According to an interview with SBTRKT conducted by Arielle Castillo, a contributor for Salty Eggs, “Performance is performance. I don’t necessarily feel it’s a social thing, you know? It’s just a way to showcase what I do, but in a different way, other than just making music and releasing it,” he says. “I’m able to perform in live clubs and do shows without being spotted. I can go to a show and then leave, and no one can hassle me or spot me in the crowd before or after.”
Well we may not be able to spot him per say, but his music is telling. A dead giveaway.
The SBTRKT signature flavor includes: experimental dubstep with tastes of two-step, UK garage, hypnotizing RnB vocals, and elements of Chicago house. This amalgamation of sounds attracts an eclectic crowd as I duly noted at Grand Central last Friday. Opener Mike Deuce really got the place hyped, playing a mix of hits and remixes with genres spanning house to hip-hop and dubstep. When a remix of The Beatles “Get Back” blasted through the speakers shortly before 1 A.M., the crowd erupted into cheers. We knew it was almost time for SBTRKT to take over the decks.

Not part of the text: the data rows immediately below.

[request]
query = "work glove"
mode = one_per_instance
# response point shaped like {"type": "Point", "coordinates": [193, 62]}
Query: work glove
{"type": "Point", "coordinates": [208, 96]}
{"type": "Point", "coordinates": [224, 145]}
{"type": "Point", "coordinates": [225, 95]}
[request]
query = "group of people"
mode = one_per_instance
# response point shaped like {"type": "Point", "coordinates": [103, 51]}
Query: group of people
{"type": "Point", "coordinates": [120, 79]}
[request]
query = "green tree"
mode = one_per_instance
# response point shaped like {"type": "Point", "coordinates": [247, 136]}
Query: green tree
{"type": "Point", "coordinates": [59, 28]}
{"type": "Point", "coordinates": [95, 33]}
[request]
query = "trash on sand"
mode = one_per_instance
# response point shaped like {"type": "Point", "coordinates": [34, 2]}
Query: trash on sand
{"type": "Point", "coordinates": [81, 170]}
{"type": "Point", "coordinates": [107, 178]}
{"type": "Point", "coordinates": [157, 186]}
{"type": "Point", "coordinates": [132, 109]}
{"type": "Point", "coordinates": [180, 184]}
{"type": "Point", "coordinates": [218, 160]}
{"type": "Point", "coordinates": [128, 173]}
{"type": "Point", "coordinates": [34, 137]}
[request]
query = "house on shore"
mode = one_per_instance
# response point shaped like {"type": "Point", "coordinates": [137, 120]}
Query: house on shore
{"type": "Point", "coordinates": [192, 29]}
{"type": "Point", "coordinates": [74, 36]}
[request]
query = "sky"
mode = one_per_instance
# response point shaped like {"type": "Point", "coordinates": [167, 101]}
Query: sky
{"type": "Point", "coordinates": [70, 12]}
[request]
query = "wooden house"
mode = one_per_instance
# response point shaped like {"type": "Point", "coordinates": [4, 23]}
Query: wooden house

We waited in anticipation, getting lost in the fluorescent strobe lights. And then we see him, the silhouette of an African tribal mask against Grand Central’s distinct LED wall. SBTRKT wasted no time, as he opened his set with his heady remix of Radiohead’s “Lotus Flower.” From there he played a symphony of glitch-hop and experimental dubstep peppered with spellbinding R&B vocals and intermittent bleeps and bloops. Even though it was a DJ set, I was happy to hear SBTRKT play a lot of his own songs and remixes. The atmosphere was lively as everyone bounced around and bobbed their head to the heavy-set wobbling bass.
Grand Central was packed (which is hard to do because it’s so big) and there was an impressive range of demographics in the building, but most surprising was the even mix of pop kids who favor a mainstream sound and those defined as the underground resistance. We were actually getting along…and dancing our asses off. And this is because SBTRKT doesn’t have a niche market—he isn’t making cheesed out pop or obscure techno—he appeals to the masses because of individuality. It’s the reason his music is slowly filling the void between the two music spheres.